Saí dali direitinha à loja de lingerie, entrei e disse à funcionária: “Olá. Eu sou a dos sutiãs.”. Isto porquê? Porque já entabulara diversas conversações telefónicas acerca daquela peça em particular, cor, tamanho, encomenda, já chegou, vou buscar, eu guardo. A pessoa, extremamente maquilhada (verde na parte não móvel da pálpebra, muito anos ‘70), respondeu-me assim: “Eu não sou daqui, sou de Odivelas.”. Curioso — pensei, pondo a cabecita de lado, como fazem as galinhas quando estão baralhadas (amiúde) — já não é a primeira vez que esta retro me responde isto quando a abordo. Será que diz o mesmo a todas as freguesas? Para a próxima, entro na loja e digo: “Eu não sou de Odivelas, sou daqui.” Só para ver o que é que acontece. 

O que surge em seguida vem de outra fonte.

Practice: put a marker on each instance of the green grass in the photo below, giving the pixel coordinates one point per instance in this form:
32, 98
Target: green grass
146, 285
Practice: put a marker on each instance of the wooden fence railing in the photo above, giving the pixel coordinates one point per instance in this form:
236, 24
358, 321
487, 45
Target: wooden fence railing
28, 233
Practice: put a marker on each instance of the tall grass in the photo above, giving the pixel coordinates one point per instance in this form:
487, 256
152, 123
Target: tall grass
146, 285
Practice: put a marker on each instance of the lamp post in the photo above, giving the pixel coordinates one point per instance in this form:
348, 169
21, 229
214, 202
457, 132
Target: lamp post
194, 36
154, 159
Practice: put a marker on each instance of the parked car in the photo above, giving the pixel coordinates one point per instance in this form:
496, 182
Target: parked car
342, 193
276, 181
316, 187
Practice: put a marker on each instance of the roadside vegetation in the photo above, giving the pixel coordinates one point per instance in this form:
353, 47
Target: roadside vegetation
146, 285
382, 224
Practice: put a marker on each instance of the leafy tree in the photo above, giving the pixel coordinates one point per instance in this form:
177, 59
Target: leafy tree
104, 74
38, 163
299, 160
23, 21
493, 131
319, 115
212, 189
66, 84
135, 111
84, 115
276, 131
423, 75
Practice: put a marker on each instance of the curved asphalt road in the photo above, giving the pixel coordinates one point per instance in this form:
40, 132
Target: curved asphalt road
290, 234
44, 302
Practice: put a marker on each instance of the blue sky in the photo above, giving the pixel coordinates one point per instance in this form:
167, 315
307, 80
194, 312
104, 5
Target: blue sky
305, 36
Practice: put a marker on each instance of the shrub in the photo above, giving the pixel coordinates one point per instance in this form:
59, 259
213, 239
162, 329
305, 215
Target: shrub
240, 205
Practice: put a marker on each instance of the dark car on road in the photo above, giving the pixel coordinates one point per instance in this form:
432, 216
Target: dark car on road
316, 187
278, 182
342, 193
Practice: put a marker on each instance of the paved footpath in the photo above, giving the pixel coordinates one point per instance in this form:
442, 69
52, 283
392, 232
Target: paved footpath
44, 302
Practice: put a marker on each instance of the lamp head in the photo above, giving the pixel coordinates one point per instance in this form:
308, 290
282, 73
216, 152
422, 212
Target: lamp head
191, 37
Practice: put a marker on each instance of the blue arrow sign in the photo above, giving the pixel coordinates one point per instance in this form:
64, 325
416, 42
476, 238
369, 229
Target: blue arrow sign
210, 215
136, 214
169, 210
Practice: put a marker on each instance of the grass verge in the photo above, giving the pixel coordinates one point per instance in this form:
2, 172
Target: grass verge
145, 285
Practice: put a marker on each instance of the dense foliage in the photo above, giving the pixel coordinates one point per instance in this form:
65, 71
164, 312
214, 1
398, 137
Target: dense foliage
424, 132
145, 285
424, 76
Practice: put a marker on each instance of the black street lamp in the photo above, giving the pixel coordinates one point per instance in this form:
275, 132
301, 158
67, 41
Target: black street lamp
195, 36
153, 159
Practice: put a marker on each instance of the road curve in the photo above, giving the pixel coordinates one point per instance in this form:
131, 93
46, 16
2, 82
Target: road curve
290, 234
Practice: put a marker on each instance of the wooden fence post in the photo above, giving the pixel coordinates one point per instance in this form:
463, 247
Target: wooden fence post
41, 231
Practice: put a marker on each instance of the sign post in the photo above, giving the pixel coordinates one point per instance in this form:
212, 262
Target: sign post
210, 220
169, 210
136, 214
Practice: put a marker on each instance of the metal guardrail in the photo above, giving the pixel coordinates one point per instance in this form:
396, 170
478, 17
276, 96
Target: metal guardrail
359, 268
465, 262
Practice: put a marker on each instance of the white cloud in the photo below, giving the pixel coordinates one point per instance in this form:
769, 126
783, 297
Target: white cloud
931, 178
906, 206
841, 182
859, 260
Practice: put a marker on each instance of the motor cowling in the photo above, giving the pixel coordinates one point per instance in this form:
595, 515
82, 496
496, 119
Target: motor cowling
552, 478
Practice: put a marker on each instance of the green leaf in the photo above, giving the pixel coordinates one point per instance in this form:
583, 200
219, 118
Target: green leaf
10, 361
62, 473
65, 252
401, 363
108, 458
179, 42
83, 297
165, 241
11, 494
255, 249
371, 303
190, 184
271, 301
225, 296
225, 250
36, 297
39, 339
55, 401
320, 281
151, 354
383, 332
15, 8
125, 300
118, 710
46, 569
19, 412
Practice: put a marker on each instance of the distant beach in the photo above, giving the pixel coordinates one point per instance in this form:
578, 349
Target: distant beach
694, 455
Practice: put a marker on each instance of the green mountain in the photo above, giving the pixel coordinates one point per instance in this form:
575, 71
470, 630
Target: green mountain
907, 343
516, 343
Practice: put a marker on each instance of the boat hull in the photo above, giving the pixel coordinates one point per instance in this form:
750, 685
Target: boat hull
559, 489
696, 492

Deslindado o imbróglio, chegámos à conclusão que as negociações que eu havia entabulado não haviam sequer tido lugar com alguém daquele espaço comercial, mas sim de um outro, para lá da Estefânia. Tudo culpas do Google, que uma pessoa põe “loja de x no lugar y” e o destravado apresenta-nos o lugar z. Não importa, a verdade é que estava tão empenhada na aquisição que me despedi da de Odivelas e determinei-me a zarpar Rosinha, minha canoa, até para lá da Estefânia. Acerco-me da viatura e deparo-me com um idoso, dentro do carro estacionado ao lado, a ver no telemóvel mulheres sem sutiã. É o mal de darem smartphones àquela faixa etária, coitados. Depois enganam-se e vão parar ao inferno, ou ao céu, ou lá o que é.